Voters, in effect, overruled Christie. That was the real shock on Tuesday: Garden State voters signed off on the bill that Christie threw out. The measure actually passed by 61% of the vote, a percentage just a hair higher than Christie’s. Baseline pay will rise to $8.25. Future increases will also be automatic because they are tied to the consumer price index, not legislative or ballot fiat.

This overwhelming ratification signals the potency of labor politics and the movement itself. Unions have been showing themselves able to exploit the 2010 Citizens United ruling, which many pundits assumed would be a death knell to progressive grassroots politics. That was hardly the case in New Jersey, nor was it true in many of the swing states where union activists made a difference in 2012. Moreover, these races show that a partnership between the labor movement and the Democratic Party does not have to come at the expense of working people, as was too often the case in twentieth-century politics. Aggressive fundraising and spending has actually allowed unions and labor-backed PACs (like the Fund for Jobs, Growth, and Security) to take on the sort of polling, out-reach, and campaigning once solely left to the parties. Indeed, one of the most remarkable facts about the New Jersey election year: the independent spending, much of it from the labor movement, far exceeded what conservative groups were able to raise.

2 responses to “Let’s Call Tuesday a Victory for the Labor Movement As Well”

  1. Tom Alter Tom Alter says:

    While I agree with Shermer in calling some of last Tuesday’s election results a “victory” for the labor movement, I see these victories coming from very different places than Shermer. Bill de Blasio’s election is just another example in a long history of working-class people having to vote for a lesser evil. SEIU 1199 did endorse de Blasio. But with de Blasio calling Chicago mayor, Rahm Emanuel, “a great mayor” that he vows to work with, I think this partnership between the labor movement and the Democratic Party will come at the expense of working people if Emanuel’s all out assault on unions and public education in Chicago is the example of greatness de Blasio sees in Emanuel.
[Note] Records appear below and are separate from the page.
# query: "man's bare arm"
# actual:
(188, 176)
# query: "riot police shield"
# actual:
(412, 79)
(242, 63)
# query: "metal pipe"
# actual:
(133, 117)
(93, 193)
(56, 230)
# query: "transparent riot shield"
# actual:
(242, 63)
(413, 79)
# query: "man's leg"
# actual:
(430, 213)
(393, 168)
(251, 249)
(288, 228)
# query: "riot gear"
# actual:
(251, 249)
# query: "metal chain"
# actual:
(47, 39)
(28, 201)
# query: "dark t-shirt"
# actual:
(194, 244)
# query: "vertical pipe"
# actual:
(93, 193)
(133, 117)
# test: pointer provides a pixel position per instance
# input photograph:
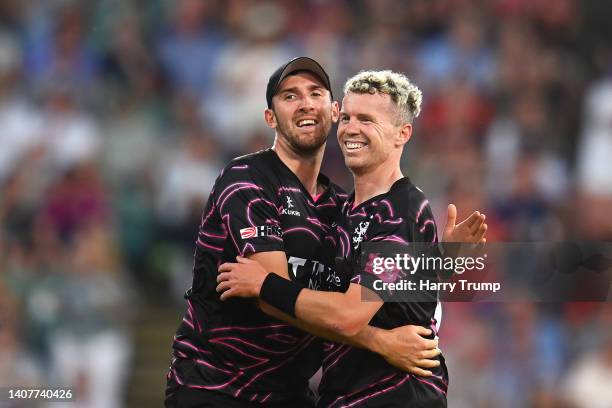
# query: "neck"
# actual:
(305, 166)
(372, 183)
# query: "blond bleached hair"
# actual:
(406, 96)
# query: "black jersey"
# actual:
(257, 205)
(354, 377)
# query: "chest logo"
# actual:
(287, 210)
(359, 232)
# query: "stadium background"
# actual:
(116, 116)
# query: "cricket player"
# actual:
(376, 119)
(275, 208)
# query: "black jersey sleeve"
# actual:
(248, 210)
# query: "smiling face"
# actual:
(370, 132)
(302, 113)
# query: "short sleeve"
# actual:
(248, 210)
After failing to gain the endorsement of the United Federation of Teachers and many other municipal unions during the primary, de Blasio brushed this off stating “I am unburdened by the support of the municipal labor unions,” going on further to say that this gives him a similar type of “independence” that Bloomberg had.

    While the minimum wage being increased by a dollar to $8.25 in New Jersey is important, especially for those making the minimum wage, often working two or three such jobs in order to barely get by, this falls well short of the “Fight for 15” campaign to raise the
    minimum wage to $15. How about the labor movement pouring millions into this campaign?
    Instead where I see labor’s victories coming from are in the working-class campaigns that broke from the Democratic Party. In Seattle and Minneapolis openly socialist candidates for city council nearly won. Both of these candidates, Ty Moore in Minneapolis and Kshama Sawant in Seattle advocated independent working-class political action with platforms that spoke directly to the needs of labor, including the Fight for 15. Sawant might even actually win. With 30,000 votes left to count, Sawant has 49.5% of the
    vote and trails by 1,237 votes. Trends show Sawant winning 55% of the still to be counted votes. Final results will be announced November 12. Even if, like Moore, Sawant does not win, the success of these campaigns, free from a parasitic relationship with Democratic Party, show a way forward for the labor movement.